The previous page showed that the marginal relationship between two numerical variables, X and Y, can be very different from their conditional relationship for specific values of Z. The same can happen when X is a categorical variable.

Marginal and conditional relationships

When X is categorical (splitting the data into groups), there are again two different types relationship between Y and X, depending on whether or not we make use of a third variable, Z.

Marginal relationship
This is the observed relationship, ignoring any additional information that is available.
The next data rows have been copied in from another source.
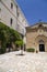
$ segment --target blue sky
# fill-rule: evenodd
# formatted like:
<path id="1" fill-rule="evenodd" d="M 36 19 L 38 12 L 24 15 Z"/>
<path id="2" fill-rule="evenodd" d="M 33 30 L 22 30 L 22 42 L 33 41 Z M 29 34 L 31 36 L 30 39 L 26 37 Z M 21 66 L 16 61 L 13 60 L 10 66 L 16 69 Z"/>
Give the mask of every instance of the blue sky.
<path id="1" fill-rule="evenodd" d="M 16 0 L 30 24 L 47 22 L 47 0 Z"/>

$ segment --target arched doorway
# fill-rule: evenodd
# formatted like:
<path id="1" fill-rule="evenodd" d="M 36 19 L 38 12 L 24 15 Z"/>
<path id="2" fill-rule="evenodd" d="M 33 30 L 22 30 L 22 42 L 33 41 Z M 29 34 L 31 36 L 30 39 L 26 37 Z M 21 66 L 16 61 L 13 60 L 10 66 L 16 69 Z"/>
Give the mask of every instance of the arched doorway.
<path id="1" fill-rule="evenodd" d="M 39 40 L 39 51 L 45 52 L 45 43 L 43 40 Z"/>

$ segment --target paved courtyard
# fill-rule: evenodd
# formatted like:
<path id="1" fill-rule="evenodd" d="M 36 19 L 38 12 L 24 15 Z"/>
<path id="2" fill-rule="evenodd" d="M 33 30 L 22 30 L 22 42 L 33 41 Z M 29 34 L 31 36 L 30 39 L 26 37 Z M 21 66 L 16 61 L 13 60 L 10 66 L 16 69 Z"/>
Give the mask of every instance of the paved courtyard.
<path id="1" fill-rule="evenodd" d="M 0 72 L 47 72 L 46 52 L 16 54 L 20 51 L 0 55 Z"/>

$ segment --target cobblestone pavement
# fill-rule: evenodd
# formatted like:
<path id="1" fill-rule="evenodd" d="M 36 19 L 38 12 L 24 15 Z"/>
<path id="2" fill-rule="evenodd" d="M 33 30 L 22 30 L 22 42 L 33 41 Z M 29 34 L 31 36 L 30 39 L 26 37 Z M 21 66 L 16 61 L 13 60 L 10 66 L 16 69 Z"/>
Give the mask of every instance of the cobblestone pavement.
<path id="1" fill-rule="evenodd" d="M 47 72 L 47 52 L 10 52 L 0 55 L 0 72 Z"/>

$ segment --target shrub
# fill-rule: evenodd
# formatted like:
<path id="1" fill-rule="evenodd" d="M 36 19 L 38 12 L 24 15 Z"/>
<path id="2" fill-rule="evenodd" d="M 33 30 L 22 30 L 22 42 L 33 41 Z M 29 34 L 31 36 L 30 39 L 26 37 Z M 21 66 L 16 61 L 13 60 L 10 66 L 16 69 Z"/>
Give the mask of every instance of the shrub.
<path id="1" fill-rule="evenodd" d="M 35 52 L 35 49 L 28 48 L 28 49 L 26 49 L 26 51 L 27 51 L 27 52 Z"/>

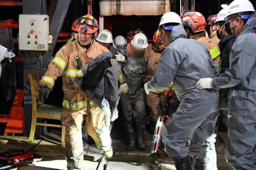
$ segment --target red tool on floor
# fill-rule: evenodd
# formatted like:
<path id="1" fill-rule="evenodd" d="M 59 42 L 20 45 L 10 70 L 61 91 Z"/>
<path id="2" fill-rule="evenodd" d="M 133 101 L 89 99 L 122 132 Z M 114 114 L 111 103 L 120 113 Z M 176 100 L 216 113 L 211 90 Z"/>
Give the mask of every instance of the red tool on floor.
<path id="1" fill-rule="evenodd" d="M 39 162 L 43 157 L 25 149 L 16 149 L 0 153 L 0 170 L 12 169 Z"/>
<path id="2" fill-rule="evenodd" d="M 23 90 L 17 90 L 7 121 L 5 135 L 7 133 L 25 133 L 24 108 L 22 107 L 24 96 Z"/>

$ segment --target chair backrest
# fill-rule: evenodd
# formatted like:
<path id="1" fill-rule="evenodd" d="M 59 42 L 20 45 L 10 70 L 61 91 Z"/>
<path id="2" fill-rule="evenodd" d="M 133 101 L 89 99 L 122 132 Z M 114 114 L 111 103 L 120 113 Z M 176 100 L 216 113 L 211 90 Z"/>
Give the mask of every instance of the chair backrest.
<path id="1" fill-rule="evenodd" d="M 42 104 L 42 103 L 39 100 L 39 92 L 36 90 L 37 85 L 39 83 L 40 80 L 38 72 L 37 71 L 36 71 L 32 74 L 29 74 L 28 76 L 31 89 L 31 95 L 32 96 L 32 111 L 33 112 L 34 109 L 35 109 L 35 111 L 36 111 L 36 106 L 38 104 Z"/>

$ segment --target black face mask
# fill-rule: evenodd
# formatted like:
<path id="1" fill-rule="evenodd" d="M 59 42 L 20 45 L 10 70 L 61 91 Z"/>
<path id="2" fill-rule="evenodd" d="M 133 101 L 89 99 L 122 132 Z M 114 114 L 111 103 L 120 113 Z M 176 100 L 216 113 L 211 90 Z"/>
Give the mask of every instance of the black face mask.
<path id="1" fill-rule="evenodd" d="M 223 38 L 223 35 L 222 35 L 222 30 L 223 29 L 223 28 L 225 26 L 224 26 L 223 27 L 222 27 L 222 28 L 221 28 L 219 30 L 217 30 L 217 37 L 218 37 L 218 38 L 220 40 L 221 40 L 222 38 Z"/>
<path id="2" fill-rule="evenodd" d="M 221 37 L 221 34 L 219 32 L 219 31 L 218 31 L 217 30 L 217 37 L 218 37 L 218 38 L 221 40 L 222 39 L 222 37 Z"/>
<path id="3" fill-rule="evenodd" d="M 230 23 L 233 22 L 233 21 L 235 19 L 236 19 L 235 18 L 232 20 L 231 21 L 225 24 L 225 30 L 226 30 L 226 32 L 228 34 L 229 34 L 231 35 L 233 35 L 233 34 L 232 33 L 232 32 L 231 32 L 231 29 L 229 27 L 229 26 L 230 26 Z M 236 28 L 236 26 L 233 26 L 233 32 L 234 33 L 234 34 L 235 33 L 235 28 Z"/>

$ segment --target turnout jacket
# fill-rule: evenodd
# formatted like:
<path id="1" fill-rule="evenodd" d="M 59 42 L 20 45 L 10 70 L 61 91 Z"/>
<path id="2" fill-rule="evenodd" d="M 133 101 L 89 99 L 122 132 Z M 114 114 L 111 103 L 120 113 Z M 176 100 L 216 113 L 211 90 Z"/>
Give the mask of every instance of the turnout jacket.
<path id="1" fill-rule="evenodd" d="M 104 52 L 109 52 L 106 48 L 96 42 L 87 49 L 79 44 L 78 40 L 61 47 L 48 65 L 48 68 L 38 85 L 38 90 L 47 87 L 51 91 L 55 80 L 62 76 L 64 93 L 63 107 L 69 110 L 78 110 L 87 107 L 87 101 L 91 106 L 96 105 L 80 88 L 83 74 L 78 69 L 76 57 L 78 56 L 82 67 Z"/>
<path id="2" fill-rule="evenodd" d="M 160 51 L 156 48 L 154 42 L 145 49 L 144 56 L 147 62 L 147 66 L 144 77 L 146 82 L 148 82 L 154 76 L 162 52 L 163 50 Z"/>
<path id="3" fill-rule="evenodd" d="M 220 70 L 220 51 L 219 48 L 218 44 L 213 40 L 206 37 L 204 31 L 203 31 L 201 33 L 192 35 L 190 37 L 190 38 L 201 42 L 206 46 L 210 51 L 212 58 Z"/>

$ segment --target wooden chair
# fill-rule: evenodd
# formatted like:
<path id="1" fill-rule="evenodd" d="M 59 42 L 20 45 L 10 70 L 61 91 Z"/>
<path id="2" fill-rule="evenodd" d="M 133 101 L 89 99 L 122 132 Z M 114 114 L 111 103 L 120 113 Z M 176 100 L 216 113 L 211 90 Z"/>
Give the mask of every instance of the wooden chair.
<path id="1" fill-rule="evenodd" d="M 36 122 L 37 118 L 60 120 L 62 109 L 54 105 L 42 104 L 42 102 L 39 100 L 39 92 L 36 91 L 37 85 L 40 81 L 38 72 L 36 71 L 32 74 L 29 74 L 28 76 L 32 96 L 32 120 L 28 142 L 31 143 L 33 142 L 36 125 L 57 127 L 62 128 L 61 146 L 64 147 L 65 145 L 65 126 Z"/>

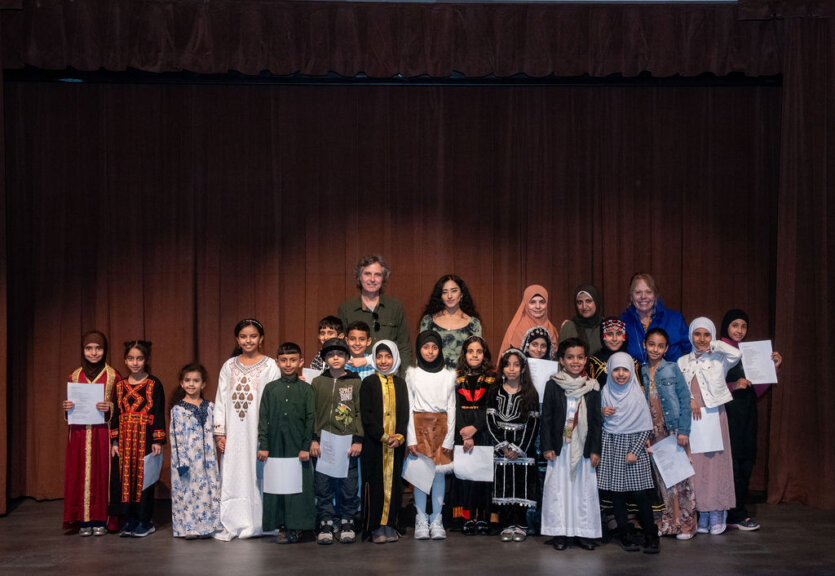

The relationship can be summarised by the means of Y for the different groups (values of X).
Conditional relationships, given Z
These conditional relationships are described in the same way as the marginal relationship above, but are based on a subset of individuals with a particular value of Z.

The marginal relationship can again be very different from the conditional relationships, even changing 'direction'. This will be clearer in an example.

If the existence of a lurking variable Z is not recognised, the relationship between Y and X may be misrepresented.


House prices

The diagram below shows the sale prices of residential properties in a town in March 2013 and March 2014. In the notation above, the sale price is Y and the year is a categorical variable, X.

Since the mean sale price is lower in 2014, it is tempting to conclude that house prices have fallen during the year. (This is the marginal relationship between sale price and year.)

Click the checkbox Slice. The variable district is a lurking variable that splits the town into four districts and the diagram now shows the conditional relationship for one district. Drag the slider and observe that the mean sale price of housing actually increased within each district.

Marginal relationship between sale price and year
The overall decrease in mean sale price is useful information, but is caused by an increase in the proportion of sales in the poorer districts of the town.
Conditional relationship for each district
The increase in mean price in individual districts is a better indication that the prices of individual houses have increased — your own house is likely to be worth more!

Although house prices increased in all districts in 2014, more houses were sold in the poorer districts so the overall (marginal) average price decreased.